Modifying a checkpoint
Occasionally it may be necessary to change a setting of a partially trained model. For example, a model may have been successfully pre-trained, but the fine-tuning failed, and one may wish to change the fine-tuning settings without starting from scratch. Since the model setting are all stored with the checkpoint, they just need to be changed.
The script dingo_append_training_stage allows for appending a model stage or replacing an existing planned stage. It will fail if the stage has already begun training, so be sure to use it on a sufficiently early checkpoint.

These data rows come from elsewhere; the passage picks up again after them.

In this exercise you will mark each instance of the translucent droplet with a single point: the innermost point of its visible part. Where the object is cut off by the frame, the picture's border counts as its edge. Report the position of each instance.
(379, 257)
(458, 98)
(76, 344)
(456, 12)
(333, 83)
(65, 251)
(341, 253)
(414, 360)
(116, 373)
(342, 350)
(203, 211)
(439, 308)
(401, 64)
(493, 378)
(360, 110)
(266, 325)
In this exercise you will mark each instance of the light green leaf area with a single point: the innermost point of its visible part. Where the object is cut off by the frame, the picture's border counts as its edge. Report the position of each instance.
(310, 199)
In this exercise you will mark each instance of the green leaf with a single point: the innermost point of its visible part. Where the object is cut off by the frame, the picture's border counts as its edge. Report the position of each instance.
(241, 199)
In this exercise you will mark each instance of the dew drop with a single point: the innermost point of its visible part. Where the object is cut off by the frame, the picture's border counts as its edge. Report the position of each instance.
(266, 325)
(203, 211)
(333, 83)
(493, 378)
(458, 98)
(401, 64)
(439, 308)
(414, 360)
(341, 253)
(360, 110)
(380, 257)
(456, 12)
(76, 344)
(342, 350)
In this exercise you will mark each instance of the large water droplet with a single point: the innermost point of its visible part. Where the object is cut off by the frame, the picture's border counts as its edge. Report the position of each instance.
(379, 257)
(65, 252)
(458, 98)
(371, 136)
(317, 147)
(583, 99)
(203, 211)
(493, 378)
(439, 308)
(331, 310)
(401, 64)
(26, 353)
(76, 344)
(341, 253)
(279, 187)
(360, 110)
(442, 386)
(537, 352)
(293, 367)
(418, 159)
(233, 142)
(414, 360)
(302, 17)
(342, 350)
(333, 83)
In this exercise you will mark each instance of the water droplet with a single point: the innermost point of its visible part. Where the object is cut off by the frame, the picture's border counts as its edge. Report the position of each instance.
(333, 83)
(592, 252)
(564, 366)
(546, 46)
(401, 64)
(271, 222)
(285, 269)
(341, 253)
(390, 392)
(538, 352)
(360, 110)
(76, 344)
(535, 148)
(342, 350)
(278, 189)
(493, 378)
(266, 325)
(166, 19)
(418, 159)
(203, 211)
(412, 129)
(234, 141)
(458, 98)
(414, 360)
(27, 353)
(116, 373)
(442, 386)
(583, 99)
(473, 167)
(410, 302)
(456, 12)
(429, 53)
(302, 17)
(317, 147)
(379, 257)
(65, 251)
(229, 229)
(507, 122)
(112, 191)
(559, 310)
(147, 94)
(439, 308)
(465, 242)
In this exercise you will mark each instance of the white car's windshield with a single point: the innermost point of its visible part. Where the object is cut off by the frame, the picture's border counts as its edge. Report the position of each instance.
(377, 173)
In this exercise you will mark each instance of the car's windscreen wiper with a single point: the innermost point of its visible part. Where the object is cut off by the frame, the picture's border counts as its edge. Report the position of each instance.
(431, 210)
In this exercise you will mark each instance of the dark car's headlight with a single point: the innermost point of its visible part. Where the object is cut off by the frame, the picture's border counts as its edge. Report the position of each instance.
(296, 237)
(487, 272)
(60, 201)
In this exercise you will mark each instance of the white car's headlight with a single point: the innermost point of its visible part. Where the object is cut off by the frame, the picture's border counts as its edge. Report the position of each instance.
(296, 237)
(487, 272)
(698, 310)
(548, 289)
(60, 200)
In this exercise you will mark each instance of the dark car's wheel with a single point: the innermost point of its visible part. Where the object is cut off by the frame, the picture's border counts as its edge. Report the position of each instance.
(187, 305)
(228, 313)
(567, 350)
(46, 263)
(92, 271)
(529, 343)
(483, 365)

usage: dingo_append_training_stage [-h] --checkpoint CHECKPOINT --stage_settings_file STAGE_SETTINGS_FILE --out_file OUT_FILE [--replace REPLACE]
optional arguments:
-h, --help show this help message and exit
--checkpoint CHECKPOINT
--stage_settings_file STAGE_SETTINGS_FILE
--out_file OUT_FILE
--replace REPLACE
For more detailed adjustments to the training settings the script one can use the script compatibility/update_model_metadata.py.
usage: update_model_metadata.py [-h] --checkpoint CHECKPOINT --key KEY [KEY ...] --value VALUE
optional arguments:
-h, --help show this help message and exit
--checkpoint CHECKPOINT
--key KEY [KEY ...]
--value VALUE
Warning
Modifications to model metadata can easily break things. Do not use this unless completely sure what you are doing!